And 2, constructing a three-degree-of-freedom particle motion model of the small unmanned aerial vehicle. In the small unmanned aerial vehicle prevention and control operation, prevention and control treatment is mainly carried out according to information such as target positions and speeds acquired by the detection subsystem, so that the important point is to research a model of a prevention and control target in the prevention and control operation, regard the model as a particle and research a three-degree-of-freedom particle model:

wherein (x, y, z) represents the coordinate of the small unmanned aerial vehicle in a three-dimensional space with the ground as a reference system, and v, theta and psi respectively represent the flight speed, the pitch angle and the yaw angle of the small unmanned aerial vehicle.

In this embodiment, it is assumed that N drones executing reconnaissance and strike tasks are initialized randomly outside the protection area where the drone protection and control system is located, and coordinate information of the drones is (x)_i，y_i，z_i)，i＝1…N。

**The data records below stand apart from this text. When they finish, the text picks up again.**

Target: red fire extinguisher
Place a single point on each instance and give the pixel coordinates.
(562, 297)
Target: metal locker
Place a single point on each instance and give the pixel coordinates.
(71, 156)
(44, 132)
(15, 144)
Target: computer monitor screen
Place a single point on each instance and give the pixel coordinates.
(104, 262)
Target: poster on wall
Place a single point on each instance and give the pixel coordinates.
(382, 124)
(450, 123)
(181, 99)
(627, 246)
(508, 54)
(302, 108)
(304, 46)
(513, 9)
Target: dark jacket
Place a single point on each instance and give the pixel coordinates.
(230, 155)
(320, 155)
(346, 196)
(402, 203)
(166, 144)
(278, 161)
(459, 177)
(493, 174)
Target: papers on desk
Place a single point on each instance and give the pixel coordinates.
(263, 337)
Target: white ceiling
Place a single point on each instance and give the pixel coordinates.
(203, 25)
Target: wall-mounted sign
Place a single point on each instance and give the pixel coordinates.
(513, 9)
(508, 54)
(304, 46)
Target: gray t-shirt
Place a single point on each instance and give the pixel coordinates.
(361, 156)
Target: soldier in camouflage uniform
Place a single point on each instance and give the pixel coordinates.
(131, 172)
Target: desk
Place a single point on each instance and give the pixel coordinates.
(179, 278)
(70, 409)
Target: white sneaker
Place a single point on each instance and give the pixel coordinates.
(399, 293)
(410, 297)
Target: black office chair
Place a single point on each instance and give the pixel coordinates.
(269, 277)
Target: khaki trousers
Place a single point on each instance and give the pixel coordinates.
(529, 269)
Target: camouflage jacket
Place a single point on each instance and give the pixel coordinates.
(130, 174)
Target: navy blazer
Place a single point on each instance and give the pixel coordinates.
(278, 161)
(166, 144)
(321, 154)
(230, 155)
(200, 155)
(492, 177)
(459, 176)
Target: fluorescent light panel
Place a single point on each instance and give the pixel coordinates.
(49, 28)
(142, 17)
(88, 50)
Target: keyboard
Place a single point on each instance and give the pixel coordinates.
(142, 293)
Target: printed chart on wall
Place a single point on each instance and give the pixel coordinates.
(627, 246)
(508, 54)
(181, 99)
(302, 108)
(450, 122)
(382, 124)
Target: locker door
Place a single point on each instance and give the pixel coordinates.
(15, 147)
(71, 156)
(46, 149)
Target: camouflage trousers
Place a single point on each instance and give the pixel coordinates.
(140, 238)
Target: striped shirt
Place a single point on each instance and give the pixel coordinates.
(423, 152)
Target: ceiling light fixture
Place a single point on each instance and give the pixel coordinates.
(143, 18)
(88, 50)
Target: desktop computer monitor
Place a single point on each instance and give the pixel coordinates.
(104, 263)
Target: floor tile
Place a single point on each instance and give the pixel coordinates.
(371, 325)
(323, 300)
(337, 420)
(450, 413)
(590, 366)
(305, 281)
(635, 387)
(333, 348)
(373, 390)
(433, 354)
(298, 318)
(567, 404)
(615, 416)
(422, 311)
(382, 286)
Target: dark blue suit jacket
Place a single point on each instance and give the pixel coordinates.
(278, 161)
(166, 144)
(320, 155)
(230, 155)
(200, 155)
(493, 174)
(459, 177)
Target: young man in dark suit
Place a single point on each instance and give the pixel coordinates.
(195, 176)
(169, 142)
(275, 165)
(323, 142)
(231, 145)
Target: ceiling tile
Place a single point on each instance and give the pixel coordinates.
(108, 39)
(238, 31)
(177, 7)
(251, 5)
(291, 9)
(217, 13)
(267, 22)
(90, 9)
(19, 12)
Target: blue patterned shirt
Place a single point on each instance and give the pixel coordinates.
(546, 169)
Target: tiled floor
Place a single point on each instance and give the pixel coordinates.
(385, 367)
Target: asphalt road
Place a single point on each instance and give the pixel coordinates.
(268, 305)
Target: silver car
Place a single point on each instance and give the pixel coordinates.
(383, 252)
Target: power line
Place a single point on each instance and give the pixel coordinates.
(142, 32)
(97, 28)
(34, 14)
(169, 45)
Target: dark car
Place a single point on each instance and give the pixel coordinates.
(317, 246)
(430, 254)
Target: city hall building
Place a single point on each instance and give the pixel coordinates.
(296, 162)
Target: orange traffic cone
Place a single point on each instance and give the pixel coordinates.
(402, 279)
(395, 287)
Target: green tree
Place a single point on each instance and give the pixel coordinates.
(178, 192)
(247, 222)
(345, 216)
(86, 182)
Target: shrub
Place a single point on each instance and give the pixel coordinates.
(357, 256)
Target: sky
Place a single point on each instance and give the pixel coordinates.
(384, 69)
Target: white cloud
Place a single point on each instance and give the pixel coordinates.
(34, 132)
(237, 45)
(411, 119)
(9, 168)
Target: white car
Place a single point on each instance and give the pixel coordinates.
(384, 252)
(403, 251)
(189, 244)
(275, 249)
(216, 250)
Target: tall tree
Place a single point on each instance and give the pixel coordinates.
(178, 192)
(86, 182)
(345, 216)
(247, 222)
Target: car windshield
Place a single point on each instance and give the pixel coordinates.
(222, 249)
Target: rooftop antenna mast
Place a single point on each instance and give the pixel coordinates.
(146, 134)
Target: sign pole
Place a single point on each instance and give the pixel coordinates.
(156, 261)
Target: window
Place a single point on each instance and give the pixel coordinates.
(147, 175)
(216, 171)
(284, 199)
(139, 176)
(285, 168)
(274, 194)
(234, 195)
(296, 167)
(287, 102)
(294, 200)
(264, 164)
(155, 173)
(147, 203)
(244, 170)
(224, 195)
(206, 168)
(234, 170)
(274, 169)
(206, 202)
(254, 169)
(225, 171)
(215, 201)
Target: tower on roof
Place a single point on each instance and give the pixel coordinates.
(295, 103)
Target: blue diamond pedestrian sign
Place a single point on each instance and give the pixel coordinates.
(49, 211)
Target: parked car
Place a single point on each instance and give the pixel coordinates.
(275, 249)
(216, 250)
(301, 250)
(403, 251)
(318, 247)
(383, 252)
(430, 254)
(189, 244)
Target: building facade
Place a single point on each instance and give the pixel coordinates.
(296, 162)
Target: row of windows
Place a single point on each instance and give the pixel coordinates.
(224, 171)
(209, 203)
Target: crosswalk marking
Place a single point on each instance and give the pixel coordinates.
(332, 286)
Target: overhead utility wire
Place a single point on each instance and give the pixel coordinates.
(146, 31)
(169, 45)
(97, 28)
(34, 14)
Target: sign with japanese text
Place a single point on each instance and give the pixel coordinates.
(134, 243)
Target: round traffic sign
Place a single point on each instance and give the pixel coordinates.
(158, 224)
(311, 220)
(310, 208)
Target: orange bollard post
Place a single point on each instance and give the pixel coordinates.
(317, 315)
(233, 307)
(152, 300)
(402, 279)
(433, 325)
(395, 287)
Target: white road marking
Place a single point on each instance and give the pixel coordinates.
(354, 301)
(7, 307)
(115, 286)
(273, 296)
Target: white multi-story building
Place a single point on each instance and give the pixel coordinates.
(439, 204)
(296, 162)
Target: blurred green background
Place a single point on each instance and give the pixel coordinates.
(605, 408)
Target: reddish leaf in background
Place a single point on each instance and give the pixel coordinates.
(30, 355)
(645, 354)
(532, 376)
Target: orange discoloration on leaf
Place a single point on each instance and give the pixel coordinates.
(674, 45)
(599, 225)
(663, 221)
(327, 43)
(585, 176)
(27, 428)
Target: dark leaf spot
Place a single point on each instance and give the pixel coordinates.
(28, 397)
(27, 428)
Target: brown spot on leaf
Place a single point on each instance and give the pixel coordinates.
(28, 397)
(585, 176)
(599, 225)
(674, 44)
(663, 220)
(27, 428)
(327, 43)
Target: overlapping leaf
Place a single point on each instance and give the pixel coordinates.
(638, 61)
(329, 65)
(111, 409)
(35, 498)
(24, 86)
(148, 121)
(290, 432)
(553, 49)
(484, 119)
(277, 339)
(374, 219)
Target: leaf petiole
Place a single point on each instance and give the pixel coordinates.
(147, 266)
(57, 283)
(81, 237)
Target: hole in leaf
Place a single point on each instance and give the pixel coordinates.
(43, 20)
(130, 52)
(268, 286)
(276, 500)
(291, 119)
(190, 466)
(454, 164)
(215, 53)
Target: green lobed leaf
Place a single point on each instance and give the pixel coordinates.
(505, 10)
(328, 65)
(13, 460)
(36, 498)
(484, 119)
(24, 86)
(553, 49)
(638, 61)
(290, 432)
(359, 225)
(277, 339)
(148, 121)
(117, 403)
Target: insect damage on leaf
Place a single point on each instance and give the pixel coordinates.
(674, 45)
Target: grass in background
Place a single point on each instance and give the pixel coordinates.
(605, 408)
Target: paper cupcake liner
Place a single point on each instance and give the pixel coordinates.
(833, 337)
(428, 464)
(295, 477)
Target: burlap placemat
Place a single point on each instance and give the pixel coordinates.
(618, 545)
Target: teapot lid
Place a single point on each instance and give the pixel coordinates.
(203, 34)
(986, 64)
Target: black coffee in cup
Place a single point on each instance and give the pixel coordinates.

And 3, constructing a small unmanned aerial vehicle prevention and control command decision model. Establishing a small unmanned aerial vehicle prevention and control command decision model according to the small unmanned aerial vehicle prevention and control task characteristics and the Markov decision process, designing a state space and a disposal decision space, and determining a reward function according to the intentions of different targets to be prevented and controlled;

in the invention, the small unmanned aerial vehicle prevention and control command decision model is established by a model-free reinforcement learning algorithm, so that other elements except the state transition probability are only considered.

Wherein, the state space S of the unmanned aerial vehicle prevention and control command decision model is as follows:

S＝[d_t，v_t，θ_t，ψ_t，，t_l，t_j]，

wherein d is_tThe expression of (a) is:

wherein (x)_a，y_a，z_a) Representing radar coordinates, (x)_b，y_b，z_b) Representing the coordinates of the small unmanned aerial vehicle; superscript t and t-dt respectively represent the directions of the unmanned aerial vehicle at the t moment and the previous moment; dt represents a simulated step time interval; d_tRepresenting the distance of the drone from the radar; v. of_tRepresenting the flight rate of the drone; t is t_lRepresenting the light emitting time of the laser interception equipment; t is t_jRepresenting an interference time of a radio interfering device; theta and psi are denoted as the pitch angle and yaw angle of the drone, respectively.

Wherein, action space A ═ D of unmanned aerial vehicle prevention and control command decision model_t，D_a1，D_a2]Device type D_tValue of 0 or 1, value of the specific action [ D_a1，D_a2]Including four combinations of 00, 01, 10 and 11.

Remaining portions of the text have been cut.